PMRA biopesticide. Reduced data set. ~18–24 months.

Planned
Pre-Submission Consultation
No-cost PMRA consultation (Form 6117) to confirm the reduced biochemical data set and pathway. The package is scoped at no cost before committing.
Months 0–6
Product Chemistry
Identity, composition and manufacturing specification of the standardised SeedCircle extract — the reproducible active the dossier requires.
Months 0–6
Postharvest In-Vivo Efficacy (TRL 3→4)
Applicant's own postharvest in-vivo trials on the target commodity/pathogen.

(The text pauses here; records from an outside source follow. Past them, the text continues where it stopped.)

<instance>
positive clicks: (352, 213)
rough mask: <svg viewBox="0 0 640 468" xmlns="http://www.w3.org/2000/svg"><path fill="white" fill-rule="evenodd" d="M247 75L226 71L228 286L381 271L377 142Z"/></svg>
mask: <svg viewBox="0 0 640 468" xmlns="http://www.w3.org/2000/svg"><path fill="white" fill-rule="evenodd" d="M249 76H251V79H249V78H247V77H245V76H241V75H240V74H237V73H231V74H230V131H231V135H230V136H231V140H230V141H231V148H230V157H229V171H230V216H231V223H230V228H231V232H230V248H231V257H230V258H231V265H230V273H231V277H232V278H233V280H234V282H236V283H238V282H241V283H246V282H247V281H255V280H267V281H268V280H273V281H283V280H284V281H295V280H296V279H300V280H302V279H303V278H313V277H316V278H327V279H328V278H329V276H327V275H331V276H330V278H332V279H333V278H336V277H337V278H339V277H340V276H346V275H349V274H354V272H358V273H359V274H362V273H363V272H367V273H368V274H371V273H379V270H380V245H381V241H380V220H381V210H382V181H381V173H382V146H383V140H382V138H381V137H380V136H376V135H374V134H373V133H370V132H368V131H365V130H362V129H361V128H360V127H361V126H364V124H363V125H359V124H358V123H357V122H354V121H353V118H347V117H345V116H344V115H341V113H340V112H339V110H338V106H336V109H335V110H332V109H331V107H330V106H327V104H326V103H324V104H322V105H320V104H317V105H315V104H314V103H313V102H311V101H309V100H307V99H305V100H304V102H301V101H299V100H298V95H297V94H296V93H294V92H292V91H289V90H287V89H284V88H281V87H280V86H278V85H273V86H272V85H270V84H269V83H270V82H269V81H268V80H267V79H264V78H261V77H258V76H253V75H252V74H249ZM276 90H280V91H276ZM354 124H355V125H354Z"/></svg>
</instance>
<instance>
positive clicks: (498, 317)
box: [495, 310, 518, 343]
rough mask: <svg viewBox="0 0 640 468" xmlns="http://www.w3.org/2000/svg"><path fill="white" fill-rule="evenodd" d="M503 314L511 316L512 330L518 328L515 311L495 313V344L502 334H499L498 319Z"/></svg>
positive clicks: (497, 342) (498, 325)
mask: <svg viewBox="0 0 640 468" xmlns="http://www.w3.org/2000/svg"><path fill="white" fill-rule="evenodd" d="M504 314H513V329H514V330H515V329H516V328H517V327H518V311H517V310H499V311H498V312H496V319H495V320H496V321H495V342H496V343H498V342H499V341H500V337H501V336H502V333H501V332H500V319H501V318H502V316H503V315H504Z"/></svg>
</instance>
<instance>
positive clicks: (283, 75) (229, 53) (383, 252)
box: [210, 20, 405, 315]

Citrus is the lead; the assay uses harvested fruit and completes in weeks.
Months 6–18
Reduced Tier I Health Data + Residue/MRL
A reduced human-health data set with waivers supported by the food-use origin and food-grade safety record; a dietary/residue determination (MRL or exemption); light ecotoxicology.
~Month 18–24
Biopesticide Registration
Biochemical (Category B/C) review — the realistic horizon is ~18–24 months for a new active, not the multi-year conventional floor. Section 18 emergency-use is a possible interim access route.

The moat matures behind the revenue.

PhytoGuard™ is pursued deliberately, in the background, while FreshGuard™ and VitaFilm™ carry market entry. The biochemical-pathway registration — a genuine regulatory undertaking for a novel active — is the barrier competitors cannot shortcut. There is no toxicology ladder gating progress; applied in-vivo efficacy and lot-release quality control are the real gates.

Full three-track roadmap

PhytoGuard™ is not viable without SeedCircle.

A PMRA product-chemistry dossier requires a defined, reproducible source of active ingredient. SeedCircle provides it: batch-segregated, cold-chain-compliant, lot-traceable Ontario avocado seed from named Tier-1 processors, standardised by a defined certificate of analysis. The same extract feeds FreshGuard™ and the starch feeds VitaFilm™ — so each waste-diversion agreement is justified by the combined demand of all three products.